How much money should you be spending on food per day as inflation continues to raise food prices? Well, eating out at Five Guys for a meal will run you about $15 per meal and not be super healthy.
A simple meal that I enjoy quite a lot is just cheesy toast. I buy:
and I put 2 oz worth of sliced cheese on a slice of bread, make 3 of them, stick them in the toaster oven, and wait until the cheese melts. Total ingredient cost: $0.21 (bread) + $0.56 (cheese) * 3 = $2.31 for a meal with the following nutrition profile:
| calories | 1050 |
| protein (g) | 54 |
| fat (g) | 57 |
| carb (g) | 81 |
Which is not only substantially healthier, but ~85% cheaper than fast food. 2 meals of that per day plus a multivitamin and some whole milk and you'd easily be eating at about $5-6 per day.
However, if you're willing to make your own bread, the bread cost goes even lower, by about half, so knock off $0.36 per meal or ~$0.70 per day. And the tastiness goes up as well. If you're even more intense you can make your own cheese from raw milk but that's noticeably more work and I have no idea how much money you save from it, though the tastiness probably increases again as well.

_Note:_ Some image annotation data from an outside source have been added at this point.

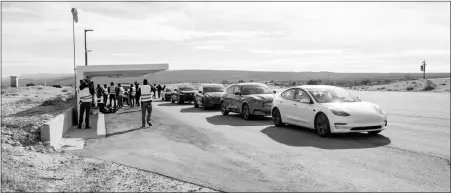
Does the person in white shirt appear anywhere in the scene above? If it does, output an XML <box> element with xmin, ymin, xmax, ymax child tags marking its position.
<box><xmin>78</xmin><ymin>81</ymin><xmax>94</xmax><ymax>129</ymax></box>
<box><xmin>139</xmin><ymin>79</ymin><xmax>153</xmax><ymax>127</ymax></box>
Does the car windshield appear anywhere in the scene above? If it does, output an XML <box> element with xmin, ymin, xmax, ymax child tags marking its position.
<box><xmin>179</xmin><ymin>85</ymin><xmax>195</xmax><ymax>91</ymax></box>
<box><xmin>242</xmin><ymin>85</ymin><xmax>273</xmax><ymax>95</ymax></box>
<box><xmin>307</xmin><ymin>88</ymin><xmax>360</xmax><ymax>103</ymax></box>
<box><xmin>204</xmin><ymin>86</ymin><xmax>224</xmax><ymax>93</ymax></box>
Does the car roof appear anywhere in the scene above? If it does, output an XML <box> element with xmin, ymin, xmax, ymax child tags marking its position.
<box><xmin>231</xmin><ymin>82</ymin><xmax>265</xmax><ymax>86</ymax></box>
<box><xmin>294</xmin><ymin>85</ymin><xmax>340</xmax><ymax>89</ymax></box>
<box><xmin>200</xmin><ymin>83</ymin><xmax>224</xmax><ymax>86</ymax></box>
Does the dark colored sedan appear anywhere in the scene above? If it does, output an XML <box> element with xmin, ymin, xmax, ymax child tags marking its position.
<box><xmin>171</xmin><ymin>84</ymin><xmax>196</xmax><ymax>104</ymax></box>
<box><xmin>221</xmin><ymin>83</ymin><xmax>275</xmax><ymax>120</ymax></box>
<box><xmin>194</xmin><ymin>84</ymin><xmax>225</xmax><ymax>110</ymax></box>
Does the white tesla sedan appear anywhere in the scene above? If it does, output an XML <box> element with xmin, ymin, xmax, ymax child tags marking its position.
<box><xmin>271</xmin><ymin>85</ymin><xmax>387</xmax><ymax>137</ymax></box>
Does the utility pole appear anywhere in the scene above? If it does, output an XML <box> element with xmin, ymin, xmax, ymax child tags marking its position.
<box><xmin>85</xmin><ymin>29</ymin><xmax>94</xmax><ymax>66</ymax></box>
<box><xmin>420</xmin><ymin>60</ymin><xmax>426</xmax><ymax>80</ymax></box>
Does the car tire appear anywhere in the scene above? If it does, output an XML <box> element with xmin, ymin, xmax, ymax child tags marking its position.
<box><xmin>221</xmin><ymin>101</ymin><xmax>229</xmax><ymax>115</ymax></box>
<box><xmin>202</xmin><ymin>99</ymin><xmax>208</xmax><ymax>110</ymax></box>
<box><xmin>194</xmin><ymin>99</ymin><xmax>199</xmax><ymax>108</ymax></box>
<box><xmin>315</xmin><ymin>113</ymin><xmax>330</xmax><ymax>137</ymax></box>
<box><xmin>272</xmin><ymin>108</ymin><xmax>284</xmax><ymax>127</ymax></box>
<box><xmin>368</xmin><ymin>131</ymin><xmax>381</xmax><ymax>135</ymax></box>
<box><xmin>241</xmin><ymin>104</ymin><xmax>251</xmax><ymax>120</ymax></box>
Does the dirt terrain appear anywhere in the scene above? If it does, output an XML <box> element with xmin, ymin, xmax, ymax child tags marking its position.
<box><xmin>1</xmin><ymin>87</ymin><xmax>215</xmax><ymax>192</ymax></box>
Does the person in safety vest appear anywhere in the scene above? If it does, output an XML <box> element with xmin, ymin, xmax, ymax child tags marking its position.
<box><xmin>96</xmin><ymin>84</ymin><xmax>105</xmax><ymax>113</ymax></box>
<box><xmin>102</xmin><ymin>84</ymin><xmax>108</xmax><ymax>106</ymax></box>
<box><xmin>135</xmin><ymin>82</ymin><xmax>141</xmax><ymax>107</ymax></box>
<box><xmin>130</xmin><ymin>84</ymin><xmax>136</xmax><ymax>107</ymax></box>
<box><xmin>78</xmin><ymin>81</ymin><xmax>94</xmax><ymax>129</ymax></box>
<box><xmin>108</xmin><ymin>82</ymin><xmax>116</xmax><ymax>109</ymax></box>
<box><xmin>116</xmin><ymin>84</ymin><xmax>124</xmax><ymax>108</ymax></box>
<box><xmin>140</xmin><ymin>79</ymin><xmax>153</xmax><ymax>127</ymax></box>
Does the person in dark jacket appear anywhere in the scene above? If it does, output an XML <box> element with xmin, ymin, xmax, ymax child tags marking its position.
<box><xmin>157</xmin><ymin>84</ymin><xmax>163</xmax><ymax>98</ymax></box>
<box><xmin>135</xmin><ymin>82</ymin><xmax>141</xmax><ymax>107</ymax></box>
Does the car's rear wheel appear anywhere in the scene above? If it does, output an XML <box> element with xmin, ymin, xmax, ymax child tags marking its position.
<box><xmin>272</xmin><ymin>108</ymin><xmax>283</xmax><ymax>127</ymax></box>
<box><xmin>194</xmin><ymin>99</ymin><xmax>199</xmax><ymax>108</ymax></box>
<box><xmin>242</xmin><ymin>104</ymin><xmax>251</xmax><ymax>120</ymax></box>
<box><xmin>221</xmin><ymin>101</ymin><xmax>229</xmax><ymax>115</ymax></box>
<box><xmin>202</xmin><ymin>99</ymin><xmax>208</xmax><ymax>110</ymax></box>
<box><xmin>315</xmin><ymin>113</ymin><xmax>330</xmax><ymax>137</ymax></box>
<box><xmin>368</xmin><ymin>131</ymin><xmax>381</xmax><ymax>135</ymax></box>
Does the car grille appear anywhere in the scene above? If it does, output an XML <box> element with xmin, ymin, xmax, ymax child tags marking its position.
<box><xmin>351</xmin><ymin>125</ymin><xmax>382</xmax><ymax>131</ymax></box>
<box><xmin>262</xmin><ymin>102</ymin><xmax>272</xmax><ymax>107</ymax></box>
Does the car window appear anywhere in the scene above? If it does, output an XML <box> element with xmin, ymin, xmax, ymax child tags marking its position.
<box><xmin>281</xmin><ymin>89</ymin><xmax>295</xmax><ymax>100</ymax></box>
<box><xmin>233</xmin><ymin>86</ymin><xmax>241</xmax><ymax>94</ymax></box>
<box><xmin>294</xmin><ymin>89</ymin><xmax>310</xmax><ymax>101</ymax></box>
<box><xmin>227</xmin><ymin>86</ymin><xmax>234</xmax><ymax>94</ymax></box>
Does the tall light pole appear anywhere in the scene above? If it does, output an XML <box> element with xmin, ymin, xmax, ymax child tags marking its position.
<box><xmin>85</xmin><ymin>29</ymin><xmax>94</xmax><ymax>66</ymax></box>
<box><xmin>71</xmin><ymin>8</ymin><xmax>78</xmax><ymax>86</ymax></box>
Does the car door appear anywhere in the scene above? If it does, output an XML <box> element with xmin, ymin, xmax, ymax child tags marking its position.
<box><xmin>195</xmin><ymin>86</ymin><xmax>204</xmax><ymax>105</ymax></box>
<box><xmin>222</xmin><ymin>86</ymin><xmax>234</xmax><ymax>110</ymax></box>
<box><xmin>279</xmin><ymin>88</ymin><xmax>296</xmax><ymax>124</ymax></box>
<box><xmin>293</xmin><ymin>88</ymin><xmax>315</xmax><ymax>127</ymax></box>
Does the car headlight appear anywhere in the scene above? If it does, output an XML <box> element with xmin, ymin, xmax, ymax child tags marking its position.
<box><xmin>329</xmin><ymin>108</ymin><xmax>350</xmax><ymax>117</ymax></box>
<box><xmin>374</xmin><ymin>105</ymin><xmax>387</xmax><ymax>115</ymax></box>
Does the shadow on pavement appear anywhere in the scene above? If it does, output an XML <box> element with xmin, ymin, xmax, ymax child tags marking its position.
<box><xmin>106</xmin><ymin>127</ymin><xmax>146</xmax><ymax>137</ymax></box>
<box><xmin>206</xmin><ymin>114</ymin><xmax>272</xmax><ymax>126</ymax></box>
<box><xmin>158</xmin><ymin>102</ymin><xmax>193</xmax><ymax>107</ymax></box>
<box><xmin>180</xmin><ymin>107</ymin><xmax>222</xmax><ymax>113</ymax></box>
<box><xmin>261</xmin><ymin>125</ymin><xmax>391</xmax><ymax>149</ymax></box>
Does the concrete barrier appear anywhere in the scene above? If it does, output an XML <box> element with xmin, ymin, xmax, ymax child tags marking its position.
<box><xmin>41</xmin><ymin>107</ymin><xmax>76</xmax><ymax>149</ymax></box>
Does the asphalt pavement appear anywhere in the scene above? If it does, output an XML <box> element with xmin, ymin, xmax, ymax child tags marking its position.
<box><xmin>76</xmin><ymin>92</ymin><xmax>450</xmax><ymax>192</ymax></box>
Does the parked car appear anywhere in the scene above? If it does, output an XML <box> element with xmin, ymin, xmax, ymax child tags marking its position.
<box><xmin>194</xmin><ymin>84</ymin><xmax>225</xmax><ymax>110</ymax></box>
<box><xmin>161</xmin><ymin>86</ymin><xmax>172</xmax><ymax>101</ymax></box>
<box><xmin>272</xmin><ymin>85</ymin><xmax>387</xmax><ymax>137</ymax></box>
<box><xmin>221</xmin><ymin>83</ymin><xmax>275</xmax><ymax>120</ymax></box>
<box><xmin>171</xmin><ymin>84</ymin><xmax>196</xmax><ymax>104</ymax></box>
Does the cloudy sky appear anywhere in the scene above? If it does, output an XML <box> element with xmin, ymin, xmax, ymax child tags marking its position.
<box><xmin>2</xmin><ymin>2</ymin><xmax>450</xmax><ymax>77</ymax></box>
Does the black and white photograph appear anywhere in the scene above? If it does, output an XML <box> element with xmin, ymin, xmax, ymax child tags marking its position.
<box><xmin>0</xmin><ymin>0</ymin><xmax>451</xmax><ymax>192</ymax></box>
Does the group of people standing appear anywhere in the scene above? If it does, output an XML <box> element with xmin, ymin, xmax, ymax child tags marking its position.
<box><xmin>78</xmin><ymin>79</ymin><xmax>166</xmax><ymax>129</ymax></box>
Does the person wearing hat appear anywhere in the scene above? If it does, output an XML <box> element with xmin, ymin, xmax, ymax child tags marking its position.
<box><xmin>140</xmin><ymin>79</ymin><xmax>153</xmax><ymax>127</ymax></box>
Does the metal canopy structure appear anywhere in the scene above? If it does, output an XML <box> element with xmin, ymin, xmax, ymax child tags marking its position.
<box><xmin>75</xmin><ymin>63</ymin><xmax>169</xmax><ymax>117</ymax></box>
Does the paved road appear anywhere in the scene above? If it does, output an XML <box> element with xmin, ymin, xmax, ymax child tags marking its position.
<box><xmin>79</xmin><ymin>92</ymin><xmax>450</xmax><ymax>191</ymax></box>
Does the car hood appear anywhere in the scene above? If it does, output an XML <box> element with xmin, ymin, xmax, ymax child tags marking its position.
<box><xmin>205</xmin><ymin>92</ymin><xmax>223</xmax><ymax>98</ymax></box>
<box><xmin>247</xmin><ymin>94</ymin><xmax>274</xmax><ymax>102</ymax></box>
<box><xmin>323</xmin><ymin>102</ymin><xmax>379</xmax><ymax>114</ymax></box>
<box><xmin>180</xmin><ymin>90</ymin><xmax>196</xmax><ymax>94</ymax></box>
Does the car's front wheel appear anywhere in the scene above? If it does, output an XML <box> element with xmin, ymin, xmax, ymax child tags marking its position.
<box><xmin>315</xmin><ymin>113</ymin><xmax>330</xmax><ymax>137</ymax></box>
<box><xmin>242</xmin><ymin>104</ymin><xmax>251</xmax><ymax>120</ymax></box>
<box><xmin>221</xmin><ymin>101</ymin><xmax>229</xmax><ymax>115</ymax></box>
<box><xmin>368</xmin><ymin>131</ymin><xmax>381</xmax><ymax>135</ymax></box>
<box><xmin>272</xmin><ymin>108</ymin><xmax>283</xmax><ymax>127</ymax></box>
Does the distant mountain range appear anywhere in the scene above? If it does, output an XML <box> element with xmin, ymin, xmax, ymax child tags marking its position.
<box><xmin>2</xmin><ymin>70</ymin><xmax>450</xmax><ymax>86</ymax></box>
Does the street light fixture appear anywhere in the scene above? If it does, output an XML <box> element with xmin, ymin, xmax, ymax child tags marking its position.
<box><xmin>85</xmin><ymin>29</ymin><xmax>94</xmax><ymax>66</ymax></box>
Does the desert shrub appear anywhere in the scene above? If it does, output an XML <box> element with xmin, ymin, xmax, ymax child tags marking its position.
<box><xmin>307</xmin><ymin>79</ymin><xmax>321</xmax><ymax>85</ymax></box>
<box><xmin>362</xmin><ymin>79</ymin><xmax>371</xmax><ymax>85</ymax></box>
<box><xmin>16</xmin><ymin>97</ymin><xmax>33</xmax><ymax>104</ymax></box>
<box><xmin>423</xmin><ymin>80</ymin><xmax>437</xmax><ymax>90</ymax></box>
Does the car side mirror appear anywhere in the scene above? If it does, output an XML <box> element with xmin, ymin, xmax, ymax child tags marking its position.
<box><xmin>299</xmin><ymin>99</ymin><xmax>311</xmax><ymax>104</ymax></box>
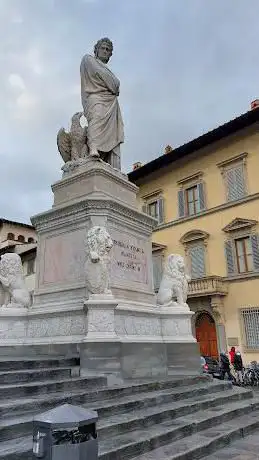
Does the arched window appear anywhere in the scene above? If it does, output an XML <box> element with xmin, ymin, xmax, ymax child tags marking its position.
<box><xmin>17</xmin><ymin>235</ymin><xmax>25</xmax><ymax>243</ymax></box>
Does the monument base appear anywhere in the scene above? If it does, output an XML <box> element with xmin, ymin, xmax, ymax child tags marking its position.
<box><xmin>0</xmin><ymin>158</ymin><xmax>200</xmax><ymax>381</ymax></box>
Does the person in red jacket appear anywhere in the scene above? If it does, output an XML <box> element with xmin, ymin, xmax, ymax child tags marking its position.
<box><xmin>229</xmin><ymin>347</ymin><xmax>236</xmax><ymax>366</ymax></box>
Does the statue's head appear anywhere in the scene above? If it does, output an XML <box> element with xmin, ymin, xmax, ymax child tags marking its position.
<box><xmin>94</xmin><ymin>37</ymin><xmax>113</xmax><ymax>64</ymax></box>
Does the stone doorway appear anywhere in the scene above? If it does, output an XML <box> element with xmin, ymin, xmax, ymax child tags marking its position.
<box><xmin>195</xmin><ymin>312</ymin><xmax>218</xmax><ymax>359</ymax></box>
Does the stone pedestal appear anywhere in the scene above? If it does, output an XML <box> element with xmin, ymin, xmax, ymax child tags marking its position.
<box><xmin>84</xmin><ymin>294</ymin><xmax>118</xmax><ymax>342</ymax></box>
<box><xmin>0</xmin><ymin>158</ymin><xmax>200</xmax><ymax>381</ymax></box>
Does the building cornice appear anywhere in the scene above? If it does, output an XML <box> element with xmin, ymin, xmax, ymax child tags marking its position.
<box><xmin>153</xmin><ymin>193</ymin><xmax>259</xmax><ymax>232</ymax></box>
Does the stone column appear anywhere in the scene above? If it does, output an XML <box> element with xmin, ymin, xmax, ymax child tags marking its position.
<box><xmin>211</xmin><ymin>295</ymin><xmax>227</xmax><ymax>353</ymax></box>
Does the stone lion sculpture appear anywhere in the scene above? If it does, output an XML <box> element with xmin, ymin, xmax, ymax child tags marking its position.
<box><xmin>57</xmin><ymin>112</ymin><xmax>88</xmax><ymax>163</ymax></box>
<box><xmin>85</xmin><ymin>226</ymin><xmax>113</xmax><ymax>294</ymax></box>
<box><xmin>157</xmin><ymin>254</ymin><xmax>190</xmax><ymax>306</ymax></box>
<box><xmin>0</xmin><ymin>253</ymin><xmax>31</xmax><ymax>308</ymax></box>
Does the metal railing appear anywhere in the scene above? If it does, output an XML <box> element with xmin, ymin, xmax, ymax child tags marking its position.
<box><xmin>188</xmin><ymin>276</ymin><xmax>228</xmax><ymax>297</ymax></box>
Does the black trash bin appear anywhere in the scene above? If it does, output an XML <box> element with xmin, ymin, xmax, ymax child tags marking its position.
<box><xmin>33</xmin><ymin>404</ymin><xmax>98</xmax><ymax>460</ymax></box>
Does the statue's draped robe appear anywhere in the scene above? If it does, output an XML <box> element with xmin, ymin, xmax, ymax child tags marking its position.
<box><xmin>80</xmin><ymin>55</ymin><xmax>124</xmax><ymax>167</ymax></box>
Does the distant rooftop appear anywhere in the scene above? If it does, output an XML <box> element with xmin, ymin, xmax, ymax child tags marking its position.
<box><xmin>128</xmin><ymin>104</ymin><xmax>259</xmax><ymax>182</ymax></box>
<box><xmin>0</xmin><ymin>217</ymin><xmax>34</xmax><ymax>230</ymax></box>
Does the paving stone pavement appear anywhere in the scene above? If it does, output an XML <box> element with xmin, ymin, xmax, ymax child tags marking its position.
<box><xmin>204</xmin><ymin>431</ymin><xmax>259</xmax><ymax>460</ymax></box>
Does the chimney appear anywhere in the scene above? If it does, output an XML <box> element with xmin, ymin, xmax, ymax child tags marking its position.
<box><xmin>132</xmin><ymin>161</ymin><xmax>142</xmax><ymax>171</ymax></box>
<box><xmin>164</xmin><ymin>145</ymin><xmax>173</xmax><ymax>155</ymax></box>
<box><xmin>251</xmin><ymin>99</ymin><xmax>259</xmax><ymax>110</ymax></box>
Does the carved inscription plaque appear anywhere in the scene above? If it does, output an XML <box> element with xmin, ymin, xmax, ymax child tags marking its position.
<box><xmin>111</xmin><ymin>231</ymin><xmax>148</xmax><ymax>284</ymax></box>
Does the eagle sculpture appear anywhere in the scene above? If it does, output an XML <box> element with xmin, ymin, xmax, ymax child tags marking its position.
<box><xmin>57</xmin><ymin>112</ymin><xmax>88</xmax><ymax>163</ymax></box>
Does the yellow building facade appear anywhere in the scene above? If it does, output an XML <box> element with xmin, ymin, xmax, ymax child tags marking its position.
<box><xmin>129</xmin><ymin>104</ymin><xmax>259</xmax><ymax>363</ymax></box>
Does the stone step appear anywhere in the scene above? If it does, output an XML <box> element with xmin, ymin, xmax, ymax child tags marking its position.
<box><xmin>99</xmin><ymin>400</ymin><xmax>259</xmax><ymax>460</ymax></box>
<box><xmin>0</xmin><ymin>379</ymin><xmax>228</xmax><ymax>419</ymax></box>
<box><xmin>0</xmin><ymin>377</ymin><xmax>107</xmax><ymax>404</ymax></box>
<box><xmin>203</xmin><ymin>431</ymin><xmax>259</xmax><ymax>460</ymax></box>
<box><xmin>0</xmin><ymin>399</ymin><xmax>259</xmax><ymax>460</ymax></box>
<box><xmin>0</xmin><ymin>384</ymin><xmax>238</xmax><ymax>440</ymax></box>
<box><xmin>0</xmin><ymin>367</ymin><xmax>71</xmax><ymax>384</ymax></box>
<box><xmin>130</xmin><ymin>410</ymin><xmax>259</xmax><ymax>460</ymax></box>
<box><xmin>0</xmin><ymin>357</ymin><xmax>80</xmax><ymax>372</ymax></box>
<box><xmin>97</xmin><ymin>390</ymin><xmax>252</xmax><ymax>440</ymax></box>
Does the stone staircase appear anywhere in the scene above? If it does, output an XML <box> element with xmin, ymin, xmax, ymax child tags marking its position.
<box><xmin>0</xmin><ymin>358</ymin><xmax>259</xmax><ymax>460</ymax></box>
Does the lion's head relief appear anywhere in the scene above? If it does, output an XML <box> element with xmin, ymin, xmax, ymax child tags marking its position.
<box><xmin>86</xmin><ymin>225</ymin><xmax>113</xmax><ymax>263</ymax></box>
<box><xmin>165</xmin><ymin>254</ymin><xmax>185</xmax><ymax>276</ymax></box>
<box><xmin>0</xmin><ymin>252</ymin><xmax>23</xmax><ymax>281</ymax></box>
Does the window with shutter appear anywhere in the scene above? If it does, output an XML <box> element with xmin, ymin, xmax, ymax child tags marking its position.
<box><xmin>178</xmin><ymin>190</ymin><xmax>185</xmax><ymax>217</ymax></box>
<box><xmin>157</xmin><ymin>198</ymin><xmax>164</xmax><ymax>224</ymax></box>
<box><xmin>235</xmin><ymin>236</ymin><xmax>253</xmax><ymax>273</ymax></box>
<box><xmin>152</xmin><ymin>254</ymin><xmax>163</xmax><ymax>292</ymax></box>
<box><xmin>183</xmin><ymin>182</ymin><xmax>205</xmax><ymax>217</ymax></box>
<box><xmin>197</xmin><ymin>182</ymin><xmax>205</xmax><ymax>211</ymax></box>
<box><xmin>250</xmin><ymin>233</ymin><xmax>259</xmax><ymax>271</ymax></box>
<box><xmin>145</xmin><ymin>198</ymin><xmax>164</xmax><ymax>224</ymax></box>
<box><xmin>225</xmin><ymin>240</ymin><xmax>236</xmax><ymax>275</ymax></box>
<box><xmin>188</xmin><ymin>243</ymin><xmax>206</xmax><ymax>278</ymax></box>
<box><xmin>225</xmin><ymin>164</ymin><xmax>246</xmax><ymax>201</ymax></box>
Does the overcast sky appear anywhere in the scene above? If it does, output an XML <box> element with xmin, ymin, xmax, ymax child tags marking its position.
<box><xmin>0</xmin><ymin>0</ymin><xmax>259</xmax><ymax>222</ymax></box>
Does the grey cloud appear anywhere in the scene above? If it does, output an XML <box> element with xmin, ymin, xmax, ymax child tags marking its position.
<box><xmin>0</xmin><ymin>0</ymin><xmax>259</xmax><ymax>221</ymax></box>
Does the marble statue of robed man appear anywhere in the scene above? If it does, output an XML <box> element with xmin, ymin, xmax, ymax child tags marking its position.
<box><xmin>80</xmin><ymin>38</ymin><xmax>124</xmax><ymax>170</ymax></box>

Granted, this is pretty minimalist, but compared to rice and beans I think it's both healthier and tastier. So mix in some more expensive meals, and some cheaper rice+beans meals and you should easily be able to eat for $10 per day or less, even in the modern climate.
I'm not saying this is some sort of revelation, but I've just been eating this a lot recently because of reading "Nutrition and Physical Degeneration" by Price and I have to say I enjoy it.